One of these quality products creating quite a buzz these days is the premium label of Dunphy & Cork corned beef. Pub and restaurant owners have been increasingly turning to this brand over the last couple of years.
“Years ago there was a premium corned beef that almost every Irish pub used. The flavor and quality reminded the pub's patrons of old world Ireland,” says Gene Casazza, Restaurant Depot’s vice president of perishables.
“Over the years, with the changes of time, the flavor of the old world seemed to go away. With Dunphy & Cork, once again that old world quality has returned.”
Back in the 1600s, Co. Cork was the great producer of corned beef. The Irish brought their love of corned beef with them when they emigrated to the U.S., and here the meat would become a staple of the deli.
Today, corned beef and cabbage is widely served in the U.S. on St Patrick's Day in restaurants and bars catering to a diverse clientele.
Mary Warren, whose maternal grandmother, Mary Dunphy, arrived from Ireland in the early 1920s, remembers holidays at her grandmother’s house as huge gatherings.
“My grandmother had 15 children, and with their spouses and children combined, every gathering was a festive occasion that was filled with lots of noise, laughter and enchanting aromas coming from the kitchen. On St. Patrick’s Day, Grandma Dunphy would cook these enormous, delicious briskets, and that is the essence of Dunphy & Cork today,” says Warren.
Barrel cured and hand trimmed, Dunphy & Cork corned beef briskets come complete with a seasoning packet that captures the family kitchen experience of Grandma Dunphy. It no doubt has become the brand to serve up when it’s the finest quality that you desire.
Distributed exclusively by Restaurant Depot and Jetro Cash and Carry, Dunphy & Cork is available throughout the Northeast and New England.
For locations and more info go to www.restaurantdepot.com.

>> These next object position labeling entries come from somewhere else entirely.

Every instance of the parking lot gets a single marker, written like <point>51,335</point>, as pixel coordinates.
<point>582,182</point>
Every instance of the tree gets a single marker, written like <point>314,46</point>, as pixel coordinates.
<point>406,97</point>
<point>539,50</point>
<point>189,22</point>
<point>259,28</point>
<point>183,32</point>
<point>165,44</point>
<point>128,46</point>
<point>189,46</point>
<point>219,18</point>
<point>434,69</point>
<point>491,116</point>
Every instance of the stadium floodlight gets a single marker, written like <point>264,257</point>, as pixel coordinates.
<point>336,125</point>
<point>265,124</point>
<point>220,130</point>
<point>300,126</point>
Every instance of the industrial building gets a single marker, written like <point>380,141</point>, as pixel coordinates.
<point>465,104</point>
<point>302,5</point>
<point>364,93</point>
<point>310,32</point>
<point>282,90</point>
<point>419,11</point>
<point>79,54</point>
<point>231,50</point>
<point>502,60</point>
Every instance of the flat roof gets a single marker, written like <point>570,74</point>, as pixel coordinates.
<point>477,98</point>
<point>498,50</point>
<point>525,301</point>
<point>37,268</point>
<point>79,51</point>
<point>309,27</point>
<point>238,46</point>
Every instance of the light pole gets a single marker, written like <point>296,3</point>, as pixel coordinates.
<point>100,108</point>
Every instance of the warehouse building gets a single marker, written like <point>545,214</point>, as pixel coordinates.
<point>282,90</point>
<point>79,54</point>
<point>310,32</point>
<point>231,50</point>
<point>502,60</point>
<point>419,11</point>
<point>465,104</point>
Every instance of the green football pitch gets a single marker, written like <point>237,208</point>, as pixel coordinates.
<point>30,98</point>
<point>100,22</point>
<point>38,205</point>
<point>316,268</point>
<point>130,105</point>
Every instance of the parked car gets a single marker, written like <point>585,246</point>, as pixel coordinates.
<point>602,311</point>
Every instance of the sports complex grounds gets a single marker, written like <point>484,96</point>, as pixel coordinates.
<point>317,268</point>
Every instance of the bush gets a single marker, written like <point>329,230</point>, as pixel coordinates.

Below is a simple classic recipe from the Dunphy & Cork kitchen for classic corned beef and cabbage:
*1 Dunphy & Cork corned beef brisket, about 12 pounds w/ spice packet;
*3 pound carrots, trimmed, scraped, and left whole
*2-3 dozen small whole onions, peeled;
*18-24 medium potatoes, peeled;
*4 medium head of cabbage, cut in wedges;
*3 12 ounce bottles or cans of Irish stout beer (optional).
Place meat in a deep stock pot or kettle; cover with water. Add spice packet.
Bring to a boil; skim off foam. Simmering is best as opposed to a rapid boil (simmering leads to tenderness and a better yield.)
Simmering water temperature should be at 180 degrees. Add beer if desired.
Approximately five hours should be enough cook time as long as meat temperature is 160 degrees out of the water. If not return to the pot until that temp is achieved.
Add vegetables, simmer for about 50 minutes longer, or until vegetables and meat are tender.
Serve corned beef surrounded with vegetables. Serves 15-18 people.